Breaking It Down: My GSoC Timeline#
🔹 Community Bonding Period#
Before coding began, I focused on:
Understanding the existing codebase and architecture.
Discussing goals and roadmaps with my mentors:
Gagandeep Singh
Smit Lunagariya
Ivan Ogasawara
I explored the gaps in the current implementation and set milestones for my contributions.
🔹 Phase 1: Extending Existing Algorithms and Structures#
Network Flow Algorithms
Implemented Edmond-Karp and Dinic’s algorithms to solve maximum flow problems.
These algorithms are critical for network routing, resource allocation, and optimization problems.

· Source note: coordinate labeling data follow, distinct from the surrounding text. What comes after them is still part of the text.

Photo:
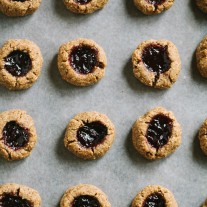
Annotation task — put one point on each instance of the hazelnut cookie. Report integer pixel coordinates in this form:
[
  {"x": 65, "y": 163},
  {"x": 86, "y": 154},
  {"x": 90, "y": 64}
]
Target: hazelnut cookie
[
  {"x": 154, "y": 196},
  {"x": 20, "y": 64},
  {"x": 18, "y": 134},
  {"x": 149, "y": 7},
  {"x": 81, "y": 62},
  {"x": 12, "y": 194},
  {"x": 156, "y": 134},
  {"x": 84, "y": 195},
  {"x": 19, "y": 7},
  {"x": 156, "y": 63},
  {"x": 89, "y": 135}
]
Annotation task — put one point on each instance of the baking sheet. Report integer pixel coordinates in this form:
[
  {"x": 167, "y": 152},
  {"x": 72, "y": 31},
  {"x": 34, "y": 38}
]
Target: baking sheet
[{"x": 121, "y": 173}]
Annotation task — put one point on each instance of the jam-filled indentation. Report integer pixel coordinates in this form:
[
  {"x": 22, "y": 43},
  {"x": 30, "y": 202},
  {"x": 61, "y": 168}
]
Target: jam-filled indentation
[
  {"x": 154, "y": 200},
  {"x": 15, "y": 136},
  {"x": 83, "y": 59},
  {"x": 86, "y": 201},
  {"x": 82, "y": 1},
  {"x": 159, "y": 130},
  {"x": 91, "y": 134},
  {"x": 18, "y": 63},
  {"x": 10, "y": 200}
]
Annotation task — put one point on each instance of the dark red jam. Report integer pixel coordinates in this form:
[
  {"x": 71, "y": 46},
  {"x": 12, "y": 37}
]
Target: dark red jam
[
  {"x": 156, "y": 2},
  {"x": 91, "y": 134},
  {"x": 15, "y": 136},
  {"x": 83, "y": 1},
  {"x": 159, "y": 130},
  {"x": 18, "y": 63},
  {"x": 154, "y": 200},
  {"x": 10, "y": 200},
  {"x": 156, "y": 59},
  {"x": 86, "y": 201},
  {"x": 83, "y": 59}
]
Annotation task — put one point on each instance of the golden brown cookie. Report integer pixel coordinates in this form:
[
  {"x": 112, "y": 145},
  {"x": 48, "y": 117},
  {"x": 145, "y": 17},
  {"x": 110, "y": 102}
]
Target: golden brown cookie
[
  {"x": 203, "y": 137},
  {"x": 19, "y": 7},
  {"x": 149, "y": 7},
  {"x": 154, "y": 196},
  {"x": 18, "y": 135},
  {"x": 12, "y": 194},
  {"x": 156, "y": 134},
  {"x": 205, "y": 204},
  {"x": 84, "y": 6},
  {"x": 20, "y": 64},
  {"x": 89, "y": 135},
  {"x": 81, "y": 62},
  {"x": 84, "y": 195},
  {"x": 156, "y": 63},
  {"x": 201, "y": 57},
  {"x": 202, "y": 5}
]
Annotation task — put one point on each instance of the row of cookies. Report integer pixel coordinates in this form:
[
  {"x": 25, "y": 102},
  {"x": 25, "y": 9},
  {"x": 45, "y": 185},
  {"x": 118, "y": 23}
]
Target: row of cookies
[
  {"x": 89, "y": 135},
  {"x": 82, "y": 62},
  {"x": 148, "y": 7},
  {"x": 85, "y": 195}
]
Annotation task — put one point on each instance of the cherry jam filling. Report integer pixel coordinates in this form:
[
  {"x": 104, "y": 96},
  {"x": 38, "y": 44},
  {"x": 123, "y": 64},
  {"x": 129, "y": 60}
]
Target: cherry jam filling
[
  {"x": 156, "y": 2},
  {"x": 156, "y": 58},
  {"x": 91, "y": 134},
  {"x": 86, "y": 201},
  {"x": 159, "y": 131},
  {"x": 83, "y": 1},
  {"x": 15, "y": 136},
  {"x": 10, "y": 200},
  {"x": 18, "y": 63},
  {"x": 83, "y": 59},
  {"x": 154, "y": 200}
]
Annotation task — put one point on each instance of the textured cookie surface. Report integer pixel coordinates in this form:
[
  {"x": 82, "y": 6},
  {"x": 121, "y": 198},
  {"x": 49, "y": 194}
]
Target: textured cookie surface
[
  {"x": 201, "y": 57},
  {"x": 12, "y": 195},
  {"x": 156, "y": 134},
  {"x": 205, "y": 204},
  {"x": 17, "y": 134},
  {"x": 84, "y": 195},
  {"x": 154, "y": 196},
  {"x": 203, "y": 137},
  {"x": 149, "y": 7},
  {"x": 19, "y": 8},
  {"x": 84, "y": 6},
  {"x": 81, "y": 62},
  {"x": 20, "y": 64},
  {"x": 156, "y": 63},
  {"x": 89, "y": 135},
  {"x": 202, "y": 5}
]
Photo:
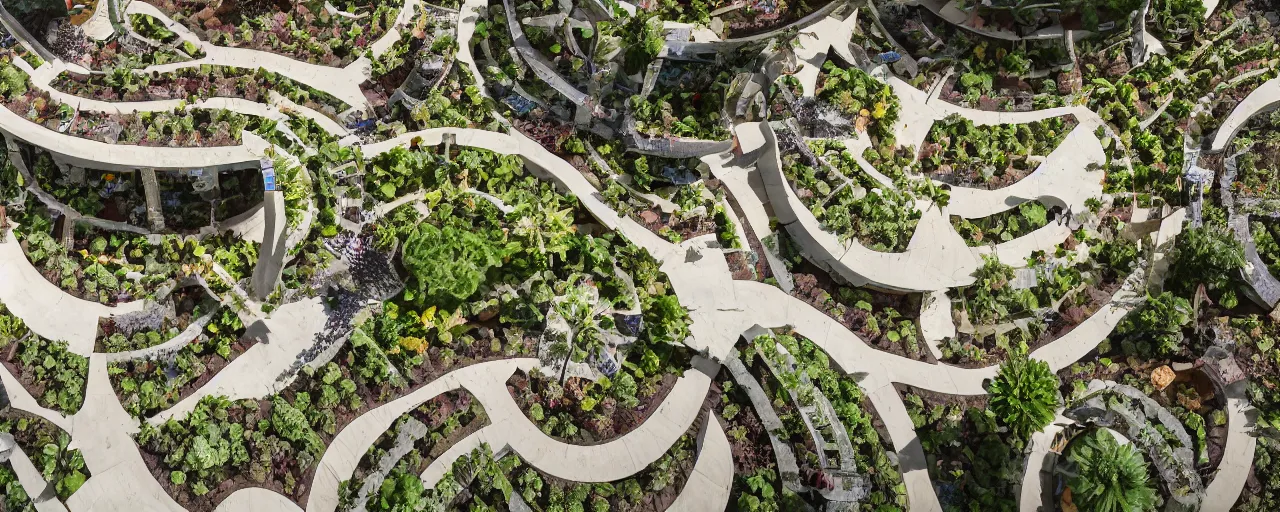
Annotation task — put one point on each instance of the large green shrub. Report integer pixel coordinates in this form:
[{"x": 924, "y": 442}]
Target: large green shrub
[
  {"x": 1024, "y": 394},
  {"x": 1110, "y": 476}
]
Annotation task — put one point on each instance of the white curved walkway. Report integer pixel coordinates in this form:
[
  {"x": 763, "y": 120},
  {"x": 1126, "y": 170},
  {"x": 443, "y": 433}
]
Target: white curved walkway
[
  {"x": 1061, "y": 181},
  {"x": 264, "y": 369},
  {"x": 712, "y": 480},
  {"x": 257, "y": 499},
  {"x": 1262, "y": 99},
  {"x": 33, "y": 483},
  {"x": 338, "y": 82},
  {"x": 1233, "y": 471},
  {"x": 343, "y": 455}
]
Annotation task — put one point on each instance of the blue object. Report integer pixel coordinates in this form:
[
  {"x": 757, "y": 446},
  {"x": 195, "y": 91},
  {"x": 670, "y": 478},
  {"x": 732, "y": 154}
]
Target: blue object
[
  {"x": 888, "y": 56},
  {"x": 520, "y": 104},
  {"x": 269, "y": 179},
  {"x": 364, "y": 124},
  {"x": 627, "y": 324}
]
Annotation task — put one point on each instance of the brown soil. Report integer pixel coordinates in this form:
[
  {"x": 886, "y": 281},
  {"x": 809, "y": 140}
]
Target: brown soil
[
  {"x": 622, "y": 420},
  {"x": 1138, "y": 369},
  {"x": 818, "y": 289}
]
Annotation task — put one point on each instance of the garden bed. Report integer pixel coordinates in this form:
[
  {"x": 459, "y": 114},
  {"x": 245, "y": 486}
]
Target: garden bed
[
  {"x": 848, "y": 201},
  {"x": 853, "y": 412},
  {"x": 686, "y": 101},
  {"x": 150, "y": 385},
  {"x": 1191, "y": 397},
  {"x": 588, "y": 412},
  {"x": 1005, "y": 225},
  {"x": 1265, "y": 236},
  {"x": 45, "y": 368},
  {"x": 48, "y": 447},
  {"x": 967, "y": 456},
  {"x": 196, "y": 83},
  {"x": 320, "y": 39},
  {"x": 993, "y": 156},
  {"x": 885, "y": 321},
  {"x": 867, "y": 104},
  {"x": 99, "y": 265},
  {"x": 1066, "y": 292},
  {"x": 447, "y": 419},
  {"x": 483, "y": 479},
  {"x": 182, "y": 307}
]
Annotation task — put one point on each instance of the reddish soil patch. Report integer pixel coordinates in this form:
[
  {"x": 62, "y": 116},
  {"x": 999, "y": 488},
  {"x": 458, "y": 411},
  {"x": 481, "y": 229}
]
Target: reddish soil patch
[{"x": 617, "y": 420}]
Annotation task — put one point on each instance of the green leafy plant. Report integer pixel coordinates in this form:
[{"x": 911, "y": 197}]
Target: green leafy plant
[
  {"x": 1024, "y": 394},
  {"x": 1109, "y": 476}
]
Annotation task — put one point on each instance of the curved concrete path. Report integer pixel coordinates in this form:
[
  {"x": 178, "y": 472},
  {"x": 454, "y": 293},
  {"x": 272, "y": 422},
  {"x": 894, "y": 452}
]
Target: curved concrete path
[
  {"x": 712, "y": 480},
  {"x": 256, "y": 499},
  {"x": 46, "y": 309},
  {"x": 1233, "y": 471},
  {"x": 265, "y": 368},
  {"x": 33, "y": 483},
  {"x": 338, "y": 82},
  {"x": 1262, "y": 99},
  {"x": 1061, "y": 181},
  {"x": 343, "y": 455}
]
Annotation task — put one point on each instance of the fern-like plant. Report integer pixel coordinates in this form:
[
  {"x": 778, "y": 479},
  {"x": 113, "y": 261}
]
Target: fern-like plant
[
  {"x": 1110, "y": 476},
  {"x": 1024, "y": 393}
]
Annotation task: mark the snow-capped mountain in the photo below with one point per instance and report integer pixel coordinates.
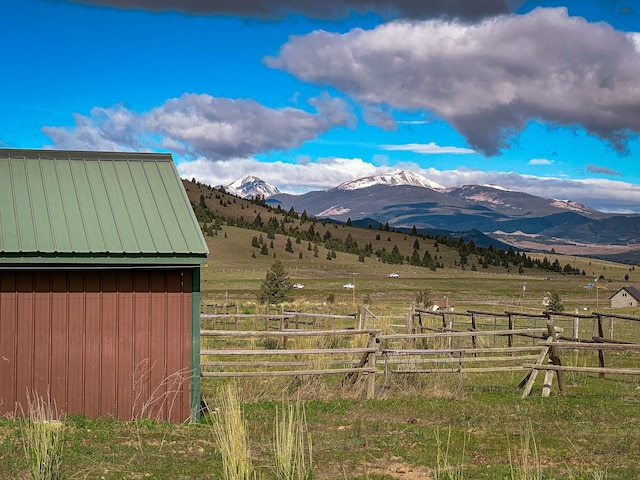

Binary Search Tree (BST) Enhancements
Added lower_bound and upper_bound methods for range-based queries.
These methods mimic the functionality of C++ STL, offering faster lookups.
Example Code:
from pydatastructs import BinarySearchTree bst = BinarySearchTree() bst.insert(10) bst.insert(20) bst.insert(30) print(bst.lower_bound(15)) # Output: 20
🔹 Phase 2: Bringing the C++ Backend to Life#
In Phase 2, I focused on backend optimization by implementing a C++ backend for performance-critical algorithms. Why? Python is fantastic for development, but when it comes to heavy computation, C++ shines. By combining the two, we achieve the best of both worlds.
Key Contributions in this Phase#
1. Sorting Algorithms#
Added bubble_sort, selection_sort, and insertion_sort with C++ backend support.
This dramatically improved the speed of sorting operations.
Example Code:
from pydatastructs import OneDimensionalArray, Backend, bubble_sort arr = OneDimensionalArray(int, [5, 3, 8, 1]) bubble_sort(arr, backend=Backend.CPP) print(arr) # Output: [1, 3, 5, 8]
2. Search Algorithms#
Implemented efficient linear_search, binary_search, and jump_search algorithms using C++.
These methods are fundamental and heavily used across various applications.
3. Lazy Segment Tree#
Introduced a lazy segment tree to handle range-based queries and updates efficiently.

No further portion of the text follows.